Obviously, women are still portrayed and performing the same traditional roles in Nepali feature films, tele-films and advertisements. No one can disagree with Dr Pradeep Bhattarai, a film critic, that in the Nepali media, including films, women are still subjected to tears, sympathy and sacrifice. As the media reflect society, they should try to portray the aspirations, struggles and ambitions of the older as well as present generations of women.
Rape scenes are frequently seen in films and tele-serials. The embarrassing situation is depicted in minute pictorial details and every nuance is emphasised with sadistic desire verging on the pornographic. The characterisation of the woman in films, tele-serials, pictures and advertisements can be seen as an object of lust creating sexual stimulation in the recipient. This kind of attitude and exercise spotlights the sexual desire and prowess of men while it shows women as sexually willing and available like any consumer item on the market.

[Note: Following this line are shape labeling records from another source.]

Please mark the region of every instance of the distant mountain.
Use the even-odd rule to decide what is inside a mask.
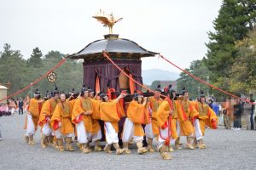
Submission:
[[[179,78],[179,73],[160,69],[143,70],[143,83],[151,85],[155,80],[175,81]]]

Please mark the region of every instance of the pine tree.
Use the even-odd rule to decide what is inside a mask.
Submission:
[[[208,32],[210,42],[204,62],[212,71],[213,82],[224,84],[237,57],[236,41],[244,38],[255,29],[256,0],[224,0],[219,14],[213,21],[215,32]],[[228,88],[228,87],[222,87]]]

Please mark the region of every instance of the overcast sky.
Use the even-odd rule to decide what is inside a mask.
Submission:
[[[38,47],[73,54],[108,33],[92,15],[99,9],[123,20],[113,33],[159,52],[182,68],[207,53],[221,0],[0,0],[0,51],[4,43],[26,59]],[[143,60],[143,69],[179,72],[160,59]]]

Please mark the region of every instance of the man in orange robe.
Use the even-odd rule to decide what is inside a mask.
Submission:
[[[145,116],[148,116],[147,102],[147,97],[143,98],[142,94],[135,94],[133,100],[128,105],[122,135],[123,151],[125,154],[131,154],[128,144],[131,139],[137,143],[138,154],[144,154],[148,151],[143,144],[144,130],[142,127],[142,124],[145,123]]]
[[[159,125],[159,150],[165,160],[172,159],[167,153],[172,138],[172,116],[173,115],[173,104],[170,99],[171,91],[161,102],[156,111],[157,123]]]
[[[172,140],[170,142],[169,151],[173,152],[172,145],[176,146],[176,149],[182,149],[179,144],[179,135],[180,135],[180,128],[179,122],[177,120],[177,100],[176,99],[176,91],[172,89],[172,84],[169,85],[168,88],[166,89],[167,97],[165,99],[168,101],[170,106],[172,107],[173,113],[172,115]]]
[[[46,100],[43,105],[38,122],[39,126],[42,128],[42,148],[45,148],[47,146],[47,141],[49,143],[49,144],[55,145],[50,119],[59,102],[59,91],[57,88],[55,88],[52,92],[51,98]]]
[[[193,125],[198,122],[199,113],[193,102],[189,100],[189,93],[183,89],[182,95],[183,99],[177,103],[177,118],[180,123],[181,135],[187,137],[187,148],[194,150],[191,144],[195,133]]]
[[[151,122],[145,126],[145,133],[147,137],[148,142],[148,150],[150,152],[154,152],[154,149],[153,147],[153,139],[154,137],[158,137],[159,129],[156,120],[156,111],[162,102],[162,99],[160,98],[160,94],[161,94],[161,89],[160,86],[155,88],[154,95],[149,98],[149,105],[150,105],[150,113],[151,113]]]
[[[37,89],[34,93],[34,98],[28,101],[28,111],[25,124],[25,129],[26,129],[25,139],[29,144],[34,144],[35,143],[33,136],[38,129],[41,104],[43,102],[40,98],[40,92]]]
[[[106,136],[106,146],[104,150],[111,153],[111,145],[116,150],[116,154],[123,153],[119,144],[119,122],[122,116],[125,116],[125,111],[120,106],[119,101],[125,97],[126,94],[121,94],[116,99],[109,100],[105,94],[101,94],[103,102],[100,104],[101,120],[104,121],[104,129]]]
[[[97,99],[99,93],[97,93],[96,95],[94,95],[94,91],[92,89],[89,89],[89,96],[91,101],[92,105],[92,115],[91,115],[91,122],[93,128],[99,128],[98,135],[92,135],[90,140],[92,140],[92,142],[95,142],[95,151],[102,151],[102,149],[100,145],[101,139],[102,138],[102,130],[101,130],[101,125],[99,123],[99,120],[101,120],[101,115],[100,115],[100,103],[102,102],[101,99]]]
[[[65,94],[61,94],[60,98],[61,102],[55,107],[50,123],[57,139],[59,150],[64,151],[62,137],[67,137],[66,149],[68,151],[73,151],[73,148],[71,144],[73,135],[73,127],[71,122],[73,107],[68,101],[66,101]]]
[[[101,127],[92,122],[93,108],[91,99],[89,98],[89,90],[83,88],[81,95],[75,101],[72,121],[76,123],[78,142],[82,145],[82,152],[91,151],[89,146],[90,139],[98,141],[102,139]]]
[[[206,126],[216,129],[218,128],[218,117],[212,108],[206,103],[206,97],[203,94],[200,97],[199,102],[195,102],[195,108],[199,112],[199,124],[201,133],[195,131],[194,147],[205,149],[203,136],[205,135]]]

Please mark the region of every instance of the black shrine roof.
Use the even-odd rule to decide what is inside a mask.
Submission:
[[[105,35],[105,39],[96,40],[88,44],[79,53],[70,55],[71,59],[96,60],[103,59],[102,51],[117,59],[140,59],[152,57],[158,53],[146,50],[133,41],[119,38],[117,34]]]

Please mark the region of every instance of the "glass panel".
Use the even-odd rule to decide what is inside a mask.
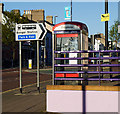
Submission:
[[[57,51],[77,51],[78,37],[57,38]]]

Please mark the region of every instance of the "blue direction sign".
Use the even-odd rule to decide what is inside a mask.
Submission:
[[[16,24],[16,41],[43,40],[47,30],[42,23]]]

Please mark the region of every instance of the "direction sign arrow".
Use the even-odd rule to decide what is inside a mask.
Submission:
[[[39,23],[39,27],[41,29],[39,40],[43,40],[43,38],[45,37],[45,35],[47,33],[47,30],[46,30],[45,26],[43,25],[43,23]]]
[[[43,40],[47,30],[43,23],[16,24],[16,41]]]

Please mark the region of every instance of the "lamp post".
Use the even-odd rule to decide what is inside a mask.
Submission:
[[[108,0],[105,0],[105,14],[108,13]],[[105,21],[105,46],[108,50],[108,21]]]
[[[54,24],[56,24],[56,18],[57,17],[58,17],[57,15],[54,16]]]
[[[71,0],[71,22],[72,22],[72,0]]]

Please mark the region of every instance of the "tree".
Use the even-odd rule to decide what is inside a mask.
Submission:
[[[109,31],[109,38],[111,41],[116,42],[116,49],[117,44],[120,41],[120,34],[118,33],[118,21],[115,21],[114,24],[110,27]]]
[[[15,41],[15,24],[29,23],[27,17],[15,14],[13,11],[4,12],[4,24],[2,24],[2,43],[12,50],[12,67],[15,60],[15,51],[18,49],[18,42]]]

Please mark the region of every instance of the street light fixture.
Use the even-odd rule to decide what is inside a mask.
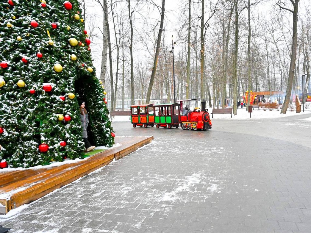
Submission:
[[[304,112],[304,76],[307,75],[306,74],[302,75],[302,112]]]
[[[174,85],[174,103],[176,103],[176,94],[175,87],[175,64],[174,62],[174,45],[176,44],[176,42],[174,42],[173,35],[172,35],[172,50],[169,51],[173,54],[173,81]]]

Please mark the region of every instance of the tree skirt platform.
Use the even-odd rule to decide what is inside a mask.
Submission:
[[[87,158],[77,162],[12,171],[2,172],[0,169],[0,214],[37,200],[109,164],[114,158],[119,159],[153,139],[152,136],[116,136],[116,144],[121,145],[94,152]]]

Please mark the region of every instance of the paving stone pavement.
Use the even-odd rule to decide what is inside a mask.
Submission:
[[[215,119],[207,131],[114,122],[117,135],[155,139],[0,225],[10,232],[309,232],[311,123],[301,118]]]

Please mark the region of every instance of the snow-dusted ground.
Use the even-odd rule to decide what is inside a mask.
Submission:
[[[237,110],[237,114],[236,115],[234,116],[232,113],[232,118],[231,118],[231,116],[230,114],[215,114],[213,116],[213,119],[230,119],[233,120],[235,119],[249,118],[249,113],[246,110],[245,107],[242,109],[239,108]],[[273,109],[272,111],[270,111],[268,109],[266,109],[265,111],[262,108],[260,108],[260,110],[258,110],[258,109],[254,108],[253,112],[251,113],[251,118],[261,119],[265,118],[278,118],[311,113],[311,110],[310,109],[305,109],[304,112],[302,112],[299,113],[296,113],[295,110],[294,112],[291,112],[289,109],[286,112],[286,114],[281,114],[281,109],[279,109],[279,111],[277,110]],[[212,111],[212,108],[208,109],[208,112],[210,113],[211,113]],[[307,119],[305,119],[304,120],[311,121],[311,118],[307,118]],[[130,120],[128,116],[118,116],[114,117],[112,121],[129,121]]]

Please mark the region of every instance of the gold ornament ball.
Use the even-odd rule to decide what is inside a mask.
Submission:
[[[20,79],[18,80],[18,81],[17,82],[17,86],[20,87],[24,87],[25,86],[25,82],[21,79]]]
[[[70,56],[70,58],[72,61],[76,61],[77,59],[77,56],[74,54],[72,54]]]
[[[75,38],[71,38],[69,39],[69,43],[71,46],[74,47],[78,44],[78,41]]]
[[[57,119],[59,121],[61,121],[64,120],[64,116],[61,114],[60,114],[57,116]]]
[[[56,63],[54,64],[54,67],[53,69],[55,72],[59,73],[63,70],[63,66],[59,63]]]
[[[69,98],[69,99],[72,99],[75,98],[75,94],[73,93],[70,92],[68,94],[68,97]]]
[[[80,16],[77,14],[76,14],[73,16],[73,18],[76,20],[79,20],[80,19]]]

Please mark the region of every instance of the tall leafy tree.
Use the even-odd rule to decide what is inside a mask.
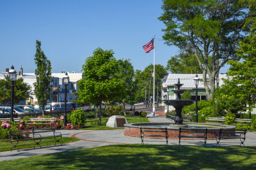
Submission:
[[[78,100],[84,103],[91,103],[99,107],[99,122],[101,123],[102,101],[116,100],[122,94],[124,80],[116,73],[118,62],[112,50],[95,49],[83,65],[83,79],[78,83]]]
[[[163,37],[168,45],[195,51],[208,99],[213,96],[215,77],[220,68],[228,61],[237,58],[238,42],[248,31],[243,27],[252,15],[247,3],[244,0],[163,0],[164,13],[158,18],[166,26],[162,30]]]
[[[256,103],[256,3],[248,0],[250,10],[254,17],[248,18],[244,26],[249,27],[250,34],[240,42],[237,55],[241,59],[230,61],[230,65],[227,75],[229,78],[224,79],[225,84],[220,91],[224,98],[238,99],[242,105],[255,106]],[[227,90],[227,89],[228,89]],[[233,104],[236,105],[235,102]],[[251,110],[250,107],[249,110]]]
[[[50,98],[52,67],[51,62],[47,60],[41,49],[41,42],[37,40],[36,44],[36,52],[34,60],[37,66],[35,71],[36,81],[34,83],[34,92],[39,106],[43,108],[44,112],[44,107],[47,104],[47,100]]]
[[[193,51],[183,52],[171,57],[166,68],[176,74],[202,73]]]
[[[148,95],[148,90],[149,89],[149,86],[150,84],[150,77],[151,76],[151,70],[154,68],[154,65],[151,64],[149,65],[145,68],[144,70],[141,71],[137,70],[135,71],[134,77],[135,82],[137,86],[137,98],[138,100],[145,99],[145,85],[147,88],[147,99]],[[168,73],[163,65],[160,64],[155,65],[155,94],[156,94],[156,94],[157,91],[157,82],[160,82],[162,79],[165,76],[168,74]],[[153,96],[153,79],[152,81],[151,88],[150,94]],[[158,86],[158,91],[161,91],[161,85]]]
[[[13,98],[14,103],[18,103],[20,101],[26,100],[29,97],[32,97],[33,92],[31,86],[23,82],[22,78],[17,79],[14,81],[14,96]],[[3,87],[5,85],[6,87],[6,104],[9,103],[11,105],[12,96],[12,82],[9,79],[9,76],[5,76],[4,79],[0,80],[0,87],[3,88],[0,90],[0,103],[4,104],[4,91]]]
[[[118,102],[122,103],[125,109],[126,104],[133,105],[136,102],[135,84],[133,80],[134,70],[131,63],[128,60],[117,60],[117,69],[116,73],[120,79],[124,83],[122,94],[119,96]]]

The media usually characterise the image of women showing hysterical reactions to all forms of sexual stimulation and willingly meeting every sexual wish of male partners. When the print and broadcast media present women in news and current issue programmes, they are often presented as either subordinates or their questions merely concentrate on their beauty, household affairs and gossip. The women are depicted as socially insensitive. Thus, they simply tend to demean the image of womanhood.
The main issue of improving women’s condition, status and image is obviously overshadowed. Many women not only in the show business but those who claim to be feminists are seen happy being shown like consumer items. This is a paradoxical reality of modern-day elitist women. Many of them mistakenly think imitation of western lifestyle and activities such as beauty contests is empowerment. They do not think such consumerism is only a means of transforming women into dolls or entertainers. Women invariably figure in the political news as wives, mothers, and daughters of well-known men. They also appear as members of audiences and as victims of some calamity or accident. In development-oriented news items and program-mes, women feature as low level workers.

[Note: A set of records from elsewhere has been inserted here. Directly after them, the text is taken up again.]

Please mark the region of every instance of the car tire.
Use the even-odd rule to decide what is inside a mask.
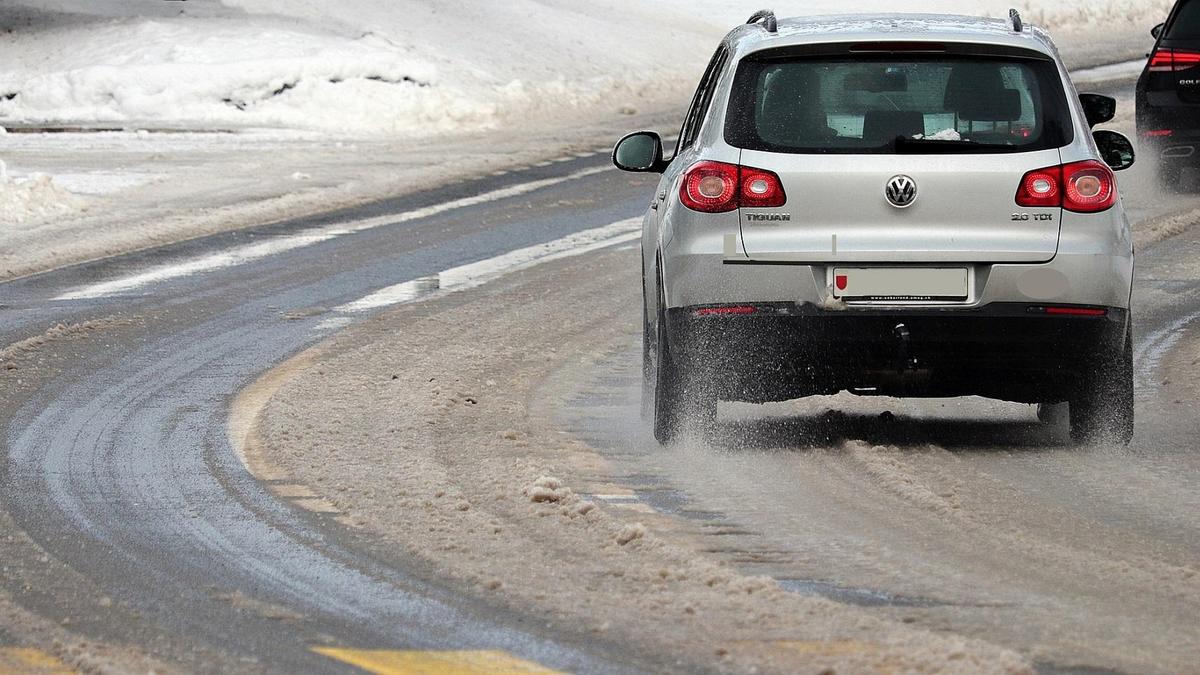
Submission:
[[[1081,377],[1070,401],[1070,437],[1076,443],[1128,446],[1134,431],[1133,339],[1109,350]]]
[[[654,365],[656,340],[648,321],[642,321],[642,419],[654,416],[654,387],[658,369]]]
[[[654,438],[665,446],[689,434],[707,434],[716,419],[716,399],[683,354],[672,352],[661,289],[654,329]]]

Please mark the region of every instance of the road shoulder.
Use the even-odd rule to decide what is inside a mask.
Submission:
[[[556,369],[630,339],[635,256],[540,265],[352,327],[281,366],[250,412],[248,466],[463,595],[664,663],[1024,669],[1013,652],[739,574],[670,516],[596,497],[624,488],[594,484],[600,456],[530,401]]]

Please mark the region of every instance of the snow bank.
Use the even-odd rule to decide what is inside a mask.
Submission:
[[[762,0],[14,0],[0,124],[276,127],[422,137],[686,92]],[[769,4],[769,2],[768,2]],[[1052,30],[1150,25],[1170,0],[1018,0]],[[1009,0],[809,0],[780,16],[1006,16]],[[13,8],[23,7],[23,8]]]
[[[49,175],[13,178],[0,161],[0,227],[26,225],[78,211],[83,199]]]

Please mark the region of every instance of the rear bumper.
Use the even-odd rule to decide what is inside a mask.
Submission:
[[[667,312],[672,352],[725,400],[848,389],[1061,401],[1099,353],[1123,346],[1128,324],[1120,307],[1103,307],[1104,316],[1063,316],[1025,303],[970,310],[752,306],[752,313],[737,315],[703,313],[713,307],[700,306]]]

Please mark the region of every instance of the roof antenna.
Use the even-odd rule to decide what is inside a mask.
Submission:
[[[1021,22],[1021,13],[1015,8],[1008,11],[1008,20],[1013,24],[1013,32],[1021,32],[1025,29],[1025,23]]]
[[[779,23],[775,20],[775,12],[770,10],[758,10],[750,16],[750,20],[746,24],[756,24],[763,22],[762,28],[767,29],[767,32],[779,32]]]

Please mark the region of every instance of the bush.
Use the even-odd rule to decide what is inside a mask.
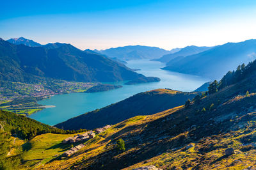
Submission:
[[[245,94],[245,97],[249,97],[249,91],[246,91],[246,93]]]
[[[252,144],[248,144],[248,145],[245,145],[245,146],[243,146],[242,148],[241,148],[241,151],[250,151],[250,150],[254,148],[253,146],[252,146]]]
[[[201,112],[206,112],[205,108],[204,107],[203,109],[202,109]]]
[[[123,139],[119,139],[116,141],[118,151],[124,152],[125,150],[125,143]]]

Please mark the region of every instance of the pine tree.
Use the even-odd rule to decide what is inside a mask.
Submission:
[[[124,152],[125,150],[125,143],[123,139],[118,139],[116,141],[118,151]]]
[[[201,102],[201,97],[199,95],[195,96],[193,98],[195,104],[199,104]]]
[[[208,87],[208,93],[209,95],[213,94],[218,91],[218,81],[215,80]]]
[[[190,101],[190,99],[189,98],[189,99],[188,99],[187,101],[186,101],[185,107],[188,108],[190,107],[191,105],[191,102]]]

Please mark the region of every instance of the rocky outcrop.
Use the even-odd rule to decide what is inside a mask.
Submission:
[[[229,156],[234,153],[235,153],[235,151],[234,150],[233,148],[227,148],[225,150],[225,155],[226,156]]]
[[[132,170],[162,170],[162,169],[157,168],[154,166],[143,166],[133,169]]]

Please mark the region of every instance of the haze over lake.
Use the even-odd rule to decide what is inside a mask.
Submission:
[[[116,103],[140,92],[157,88],[170,88],[182,91],[191,91],[200,86],[208,79],[188,74],[182,74],[160,69],[164,64],[145,59],[127,61],[127,66],[140,68],[138,73],[145,76],[157,77],[160,82],[125,85],[125,82],[111,82],[121,84],[123,88],[93,93],[73,93],[59,95],[49,99],[39,101],[38,104],[55,105],[31,114],[31,118],[51,125],[65,121],[88,111],[100,109]],[[109,83],[109,82],[108,82]]]

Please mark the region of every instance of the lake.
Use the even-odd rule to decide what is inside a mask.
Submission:
[[[29,118],[54,125],[86,112],[116,103],[140,92],[157,88],[191,91],[209,81],[198,76],[161,70],[160,68],[164,67],[164,64],[158,61],[141,59],[129,61],[127,63],[127,66],[129,68],[141,69],[137,71],[138,73],[146,76],[157,77],[161,81],[136,85],[125,85],[124,82],[110,82],[121,84],[123,88],[93,93],[72,93],[55,95],[49,99],[38,102],[40,104],[55,105],[55,107],[45,109],[31,114]]]

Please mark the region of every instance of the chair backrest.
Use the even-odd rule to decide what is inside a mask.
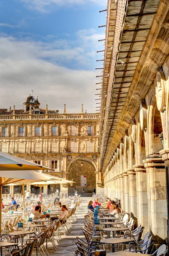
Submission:
[[[157,251],[156,256],[160,256],[161,254],[165,254],[166,253],[167,250],[167,247],[166,244],[162,244]]]
[[[143,244],[144,244],[144,243],[147,241],[148,239],[149,238],[150,236],[150,233],[149,232],[147,232],[144,237],[144,240],[143,241]]]
[[[124,215],[124,217],[123,218],[122,221],[124,223],[124,224],[126,224],[127,222],[128,219],[129,218],[129,215],[127,213],[126,213]]]
[[[148,254],[149,248],[148,248],[148,247],[149,247],[151,243],[152,242],[152,236],[150,236],[149,237],[149,239],[148,240],[148,242],[147,242],[147,245],[145,246],[145,248],[144,248],[144,249],[146,249],[146,248],[147,247],[147,250],[145,250],[145,252],[144,252],[144,253],[145,253],[146,254]]]

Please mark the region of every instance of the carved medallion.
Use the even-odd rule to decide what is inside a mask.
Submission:
[[[159,71],[156,78],[155,85],[157,106],[159,111],[162,111],[165,105],[166,79],[164,73],[162,71]]]
[[[97,155],[93,155],[92,156],[92,158],[93,158],[93,160],[96,160],[97,158]]]
[[[147,111],[145,102],[141,102],[140,105],[140,122],[141,130],[144,130],[147,128]]]

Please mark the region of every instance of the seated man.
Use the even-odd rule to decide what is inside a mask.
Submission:
[[[15,206],[15,207],[17,207],[17,203],[16,202],[16,201],[15,201],[15,200],[14,200],[14,198],[11,198],[11,207],[10,207],[10,209],[11,210],[12,208],[14,206]]]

Where commercials are concerned, the lifestyle promoted is largely elitist: the models in the commercials are overwhelmingly light-skinned. In voice and physical representation, male voice and activities are presented as authoritative, female voice and activities as informative and seductive. Women feature in almost all categories of commercials, but they are dominant in ads for foods, grooming and household items. Films and tele-serials emphasise young, beautiful and sexually attractive women, portray women in terms of their relationship to men, depict women in traditional female occupations, and as overwhelmingly emotional, dependent, superstitious, and irrational beings. Besides, they stress marriage and love along with extra-martial relations with men as a goal for women, and offer a double standard of morality.
The effects and extent of influence of mass communications are often not discussed in Nepal. Mass communications are sometimes blamed for the increase in violence, crime, immorality and escapism, and praised for their educational achievements and social usefulness. However, even the available evidence is often not taken into consideration either by those who attack the mass media because of their alleged effect on people’s behaviour, attitude and values.

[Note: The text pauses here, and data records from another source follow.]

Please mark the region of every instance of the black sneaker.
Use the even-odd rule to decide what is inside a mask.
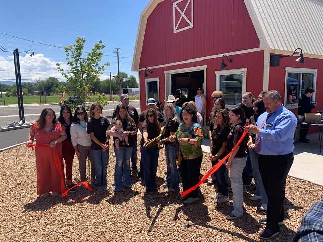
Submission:
[[[70,184],[69,185],[67,185],[67,188],[69,189],[71,188],[72,188],[73,186],[74,186],[75,184],[73,184],[73,183],[72,184]],[[75,193],[75,189],[73,188],[73,189],[71,189],[69,191],[71,193]]]
[[[277,235],[279,231],[274,231],[270,228],[266,228],[259,234],[259,237],[262,239],[269,239]]]

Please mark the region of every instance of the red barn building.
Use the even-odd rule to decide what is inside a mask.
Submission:
[[[141,16],[132,64],[141,109],[148,98],[177,91],[194,100],[201,87],[208,115],[214,90],[223,92],[230,107],[247,91],[257,97],[274,89],[297,113],[310,86],[315,110],[322,110],[322,23],[321,0],[151,0]],[[304,63],[296,61],[300,50],[287,56],[298,48]]]

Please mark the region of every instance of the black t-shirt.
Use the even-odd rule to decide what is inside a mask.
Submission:
[[[164,138],[167,138],[171,135],[171,132],[175,133],[178,128],[178,126],[180,125],[180,123],[176,120],[171,119],[167,123],[167,125],[165,126],[165,134]],[[169,145],[174,142],[171,142],[170,141],[166,141],[165,143],[165,145]]]
[[[144,122],[146,120],[146,114],[147,114],[147,111],[148,110],[146,110],[140,113],[140,116],[139,117],[139,122]],[[163,115],[160,113],[160,112],[156,110],[157,112],[157,116],[158,122],[159,123],[164,122],[164,118],[163,117]]]
[[[231,128],[228,137],[227,138],[227,145],[226,146],[226,152],[230,152],[233,146],[236,145],[242,135],[244,131],[243,128],[244,124],[240,123],[234,125]],[[240,143],[240,148],[235,157],[238,158],[245,157],[248,154],[248,148],[247,147],[247,136],[243,139]]]
[[[63,122],[61,123],[64,127],[65,127],[65,133],[66,133],[66,140],[68,141],[72,141],[72,139],[71,139],[71,132],[70,131],[70,129],[71,128],[71,125],[72,125],[72,122],[70,123],[69,125],[68,125],[65,122]]]
[[[101,117],[97,119],[94,117],[91,118],[87,123],[87,133],[90,134],[92,132],[94,133],[96,139],[102,144],[106,142],[106,130],[109,127],[109,123],[107,118],[104,117]],[[92,145],[91,148],[93,150],[101,150],[102,147],[96,144],[94,140],[92,140]]]
[[[151,140],[153,139],[154,138],[156,138],[157,136],[160,134],[160,131],[159,130],[157,127],[156,127],[154,124],[152,124],[150,122],[148,122],[147,124],[146,122],[144,122],[142,124],[142,133],[143,135],[143,132],[146,132],[148,133],[148,139]],[[140,142],[141,144],[141,146],[143,146],[143,144],[145,143],[145,141],[143,139],[143,135],[142,135],[142,138],[141,138],[141,142]]]
[[[115,122],[117,119],[115,118],[113,119],[111,122],[111,124],[110,124],[109,129],[111,129],[113,126],[115,125]],[[127,121],[126,120],[122,120],[121,122],[122,124],[121,127],[123,129],[124,131],[133,131],[134,130],[136,130],[137,128],[135,125],[134,125],[133,124],[132,124],[130,121]],[[113,137],[113,146],[115,146],[115,138],[117,138],[117,137]],[[133,147],[134,143],[135,142],[135,140],[137,139],[137,134],[135,135],[129,135],[128,136],[128,142],[129,143],[129,145],[126,145],[126,144],[123,142],[121,142],[119,143],[119,146],[121,147]]]
[[[128,111],[128,113],[131,118],[133,119],[133,120],[136,123],[136,125],[138,123],[138,122],[139,120],[139,116],[138,114],[138,111],[137,111],[137,108],[136,108],[133,106],[131,106],[129,105],[127,108],[126,108],[127,111]],[[113,111],[113,113],[112,114],[112,119],[116,118],[116,110],[115,110]]]
[[[215,129],[212,132],[212,155],[216,155],[222,147],[222,144],[227,142],[227,138],[230,132],[230,128],[228,126],[223,128],[221,128],[219,130]],[[223,159],[228,154],[225,150],[224,152],[219,157]]]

P F Lazarsfeld and K Merton in 1960s identified four sources of public concern about mass media. First, many people are alarmed by the mass media’s tyrannical as well as potential power to manipulate man for good or evil. Second, the fear that economic interest groups may use the mass media to ensure public conformity to the social and economic status quo, minimising social criticism and weakening the audience’s capacity for critical thinking. Third, the mass media, in accommodating large audiences, may cause a deterioration of aesthetic tastes and value-based culture. Finally, mass media might nullify the social gains for which reformers have worked for decades. The evidence about communication effects is inadequate and inconclusive; however, it will be better to keep possible effects of the media in mind while discussing portrayal of women in the media.